On Wed, 22 Dec 2004 19:31:08 -0500, Matt Whiting
wrote:

G.R. Patterson III wrote:


Matt Whiting wrote:

What did you call the real white gas that Coleman and others sell for
lanterns and stoves?


As far as I know, they didn't sell that in the 50s. I never saw "Coleman Fuel"
until the mid-70s.


We used "White Gas" in our "Camp Stove" when I was a kid in the 40s.
It's been around for a longggg time.

The camp stove, had one of those pressurized (you pump it up) fuel
tanks.
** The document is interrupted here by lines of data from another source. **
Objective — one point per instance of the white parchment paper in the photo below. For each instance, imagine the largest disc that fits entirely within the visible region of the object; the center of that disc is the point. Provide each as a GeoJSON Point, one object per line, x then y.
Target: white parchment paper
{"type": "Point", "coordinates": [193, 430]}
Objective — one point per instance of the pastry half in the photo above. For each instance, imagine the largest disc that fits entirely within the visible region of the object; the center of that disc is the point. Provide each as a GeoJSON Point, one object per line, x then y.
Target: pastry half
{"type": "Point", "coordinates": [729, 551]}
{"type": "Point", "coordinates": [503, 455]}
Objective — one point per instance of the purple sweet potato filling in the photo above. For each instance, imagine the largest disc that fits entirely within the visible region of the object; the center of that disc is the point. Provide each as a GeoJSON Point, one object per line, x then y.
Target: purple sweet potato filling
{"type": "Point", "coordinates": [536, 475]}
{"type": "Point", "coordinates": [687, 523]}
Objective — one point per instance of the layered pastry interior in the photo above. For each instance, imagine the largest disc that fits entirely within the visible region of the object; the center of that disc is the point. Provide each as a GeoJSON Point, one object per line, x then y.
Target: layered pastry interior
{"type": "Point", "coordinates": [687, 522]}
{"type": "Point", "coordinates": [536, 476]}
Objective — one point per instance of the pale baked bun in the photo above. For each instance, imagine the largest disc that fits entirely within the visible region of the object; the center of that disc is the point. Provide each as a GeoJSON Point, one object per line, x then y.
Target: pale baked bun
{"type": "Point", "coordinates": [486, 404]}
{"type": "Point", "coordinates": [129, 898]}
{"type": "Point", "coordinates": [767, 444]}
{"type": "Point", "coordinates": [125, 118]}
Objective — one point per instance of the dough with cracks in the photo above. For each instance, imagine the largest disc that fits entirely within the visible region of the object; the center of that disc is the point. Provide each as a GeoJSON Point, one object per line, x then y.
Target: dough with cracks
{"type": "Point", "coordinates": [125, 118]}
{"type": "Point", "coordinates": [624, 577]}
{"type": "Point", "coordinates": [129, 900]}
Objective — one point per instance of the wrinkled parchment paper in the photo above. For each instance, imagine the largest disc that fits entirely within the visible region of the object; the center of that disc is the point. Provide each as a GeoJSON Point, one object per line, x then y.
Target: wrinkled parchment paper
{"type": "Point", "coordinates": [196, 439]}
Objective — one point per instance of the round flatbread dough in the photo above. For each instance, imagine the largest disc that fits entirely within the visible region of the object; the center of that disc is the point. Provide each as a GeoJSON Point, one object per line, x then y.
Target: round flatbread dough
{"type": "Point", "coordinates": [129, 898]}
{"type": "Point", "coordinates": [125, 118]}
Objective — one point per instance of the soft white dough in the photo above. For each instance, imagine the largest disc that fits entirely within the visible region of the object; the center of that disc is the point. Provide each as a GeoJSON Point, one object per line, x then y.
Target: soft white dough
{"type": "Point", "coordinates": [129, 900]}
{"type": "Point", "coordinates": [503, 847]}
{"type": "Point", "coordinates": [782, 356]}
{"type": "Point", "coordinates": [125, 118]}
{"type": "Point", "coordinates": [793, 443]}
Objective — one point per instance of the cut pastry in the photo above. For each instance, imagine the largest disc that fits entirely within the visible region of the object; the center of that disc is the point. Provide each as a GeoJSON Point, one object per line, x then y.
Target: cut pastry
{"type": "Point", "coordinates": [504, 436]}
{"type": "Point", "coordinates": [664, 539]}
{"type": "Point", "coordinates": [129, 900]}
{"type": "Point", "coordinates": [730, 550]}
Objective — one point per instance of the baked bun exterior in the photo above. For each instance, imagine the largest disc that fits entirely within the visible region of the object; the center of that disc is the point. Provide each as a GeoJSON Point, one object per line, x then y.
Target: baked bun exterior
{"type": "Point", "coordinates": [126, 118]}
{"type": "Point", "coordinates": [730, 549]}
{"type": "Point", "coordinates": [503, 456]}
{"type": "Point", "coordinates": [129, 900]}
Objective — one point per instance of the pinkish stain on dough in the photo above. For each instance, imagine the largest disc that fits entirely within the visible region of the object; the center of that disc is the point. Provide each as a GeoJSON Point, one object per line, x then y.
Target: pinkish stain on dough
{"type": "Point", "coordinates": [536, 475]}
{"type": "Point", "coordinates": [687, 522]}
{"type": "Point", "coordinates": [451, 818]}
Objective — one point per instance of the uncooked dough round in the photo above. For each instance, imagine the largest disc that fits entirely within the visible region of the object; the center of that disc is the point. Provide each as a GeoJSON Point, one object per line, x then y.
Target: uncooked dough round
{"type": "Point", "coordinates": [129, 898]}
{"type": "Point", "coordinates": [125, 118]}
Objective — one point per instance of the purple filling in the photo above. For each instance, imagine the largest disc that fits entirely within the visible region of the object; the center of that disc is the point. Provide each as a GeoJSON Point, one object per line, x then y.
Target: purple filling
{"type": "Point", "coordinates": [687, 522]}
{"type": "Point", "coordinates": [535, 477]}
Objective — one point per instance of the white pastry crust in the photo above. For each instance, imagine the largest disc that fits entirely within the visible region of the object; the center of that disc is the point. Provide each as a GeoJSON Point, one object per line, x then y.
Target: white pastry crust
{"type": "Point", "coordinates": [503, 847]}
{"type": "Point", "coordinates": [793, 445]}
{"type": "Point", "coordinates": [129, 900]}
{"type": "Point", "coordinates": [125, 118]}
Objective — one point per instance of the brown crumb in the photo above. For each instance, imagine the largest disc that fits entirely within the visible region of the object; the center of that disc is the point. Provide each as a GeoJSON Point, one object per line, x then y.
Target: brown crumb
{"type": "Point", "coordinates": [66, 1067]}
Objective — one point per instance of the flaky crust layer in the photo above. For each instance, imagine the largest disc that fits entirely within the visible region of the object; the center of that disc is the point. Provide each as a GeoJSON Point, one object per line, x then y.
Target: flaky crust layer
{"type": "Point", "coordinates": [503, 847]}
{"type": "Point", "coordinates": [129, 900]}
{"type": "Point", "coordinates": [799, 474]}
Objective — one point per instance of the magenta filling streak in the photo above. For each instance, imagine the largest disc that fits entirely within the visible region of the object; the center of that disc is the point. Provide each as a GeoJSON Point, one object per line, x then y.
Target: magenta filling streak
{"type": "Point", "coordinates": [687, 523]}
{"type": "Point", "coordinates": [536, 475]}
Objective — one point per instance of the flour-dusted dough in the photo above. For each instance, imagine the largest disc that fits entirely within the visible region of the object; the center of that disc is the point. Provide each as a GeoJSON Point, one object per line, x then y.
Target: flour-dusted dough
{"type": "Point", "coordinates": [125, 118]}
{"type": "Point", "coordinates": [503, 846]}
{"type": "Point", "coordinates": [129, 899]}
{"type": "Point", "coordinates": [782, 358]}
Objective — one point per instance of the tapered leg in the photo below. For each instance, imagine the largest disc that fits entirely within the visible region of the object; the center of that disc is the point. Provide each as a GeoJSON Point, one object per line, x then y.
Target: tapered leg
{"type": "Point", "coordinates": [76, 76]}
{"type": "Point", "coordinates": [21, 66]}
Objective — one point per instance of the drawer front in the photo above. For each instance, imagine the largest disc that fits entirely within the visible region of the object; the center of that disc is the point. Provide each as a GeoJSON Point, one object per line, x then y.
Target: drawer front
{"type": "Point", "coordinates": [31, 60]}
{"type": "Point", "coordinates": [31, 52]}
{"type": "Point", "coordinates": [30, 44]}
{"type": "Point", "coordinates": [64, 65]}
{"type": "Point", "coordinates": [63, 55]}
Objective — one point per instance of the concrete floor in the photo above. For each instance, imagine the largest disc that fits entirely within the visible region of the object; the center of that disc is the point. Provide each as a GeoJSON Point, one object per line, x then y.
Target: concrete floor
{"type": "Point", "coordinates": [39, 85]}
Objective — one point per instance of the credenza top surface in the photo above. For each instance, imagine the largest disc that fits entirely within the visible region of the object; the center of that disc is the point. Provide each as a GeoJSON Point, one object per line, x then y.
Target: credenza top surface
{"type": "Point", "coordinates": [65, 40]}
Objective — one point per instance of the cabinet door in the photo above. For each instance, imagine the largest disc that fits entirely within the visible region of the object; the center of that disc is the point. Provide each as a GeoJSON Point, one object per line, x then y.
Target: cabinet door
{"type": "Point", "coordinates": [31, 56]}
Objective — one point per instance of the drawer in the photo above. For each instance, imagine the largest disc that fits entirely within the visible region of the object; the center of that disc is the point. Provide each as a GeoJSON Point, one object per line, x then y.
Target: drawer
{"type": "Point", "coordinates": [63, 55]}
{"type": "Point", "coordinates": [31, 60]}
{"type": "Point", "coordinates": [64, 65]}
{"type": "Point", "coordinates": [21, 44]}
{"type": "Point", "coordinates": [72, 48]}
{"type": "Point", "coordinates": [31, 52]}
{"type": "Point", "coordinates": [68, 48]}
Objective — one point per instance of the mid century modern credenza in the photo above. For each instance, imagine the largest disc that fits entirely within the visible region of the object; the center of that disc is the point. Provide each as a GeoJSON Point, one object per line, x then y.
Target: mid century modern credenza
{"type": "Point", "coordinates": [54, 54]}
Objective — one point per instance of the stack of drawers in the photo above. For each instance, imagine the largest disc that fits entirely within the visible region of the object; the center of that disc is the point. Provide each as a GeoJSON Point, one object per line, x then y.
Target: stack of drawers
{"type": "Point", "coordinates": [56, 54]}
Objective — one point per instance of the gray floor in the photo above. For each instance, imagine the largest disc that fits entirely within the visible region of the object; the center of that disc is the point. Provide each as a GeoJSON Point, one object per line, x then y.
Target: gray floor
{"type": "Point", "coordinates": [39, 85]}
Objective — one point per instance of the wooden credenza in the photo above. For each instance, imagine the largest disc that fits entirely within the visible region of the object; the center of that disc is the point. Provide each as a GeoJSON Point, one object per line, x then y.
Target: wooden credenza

You poured in the white gas, pumped it up, primed the burners,
lit the fire to preheat the vaporizers and hoped it was hot enough to
run when you turned on the fuel.


"White gas" was used more for outboard motors which could not tolerate the
tetraethyl lead additives. It would wrok on stoves, but was bad for the
hand-pump-pressurized mantle-type lanterns, as it did not burn cleanly
enough to avoid contaminating the mantles. Naptha (naphtha) was what we
always used in "Coleman" lamps. Slightly more highly refined than white gas
(higher boiling point fraction) which vaporized better and burned
cleaner/hotter.


I can still remember crawling out of the tent and smelling breakfast.
Damn near froze in August camping near Thunder bay Ontario.

Roger Halstead (K8RI & ARRL life member)
(N833R, S# CD-2 Worlds oldest Debonair)
www.rogerhalstead.com


I'm pretty sure it was availabe in the late 60s, but my memory doesn't
go back any farther than that! I've been searching around trying to
find the history of Coleman fuel, aka "white gas", but no luck yet.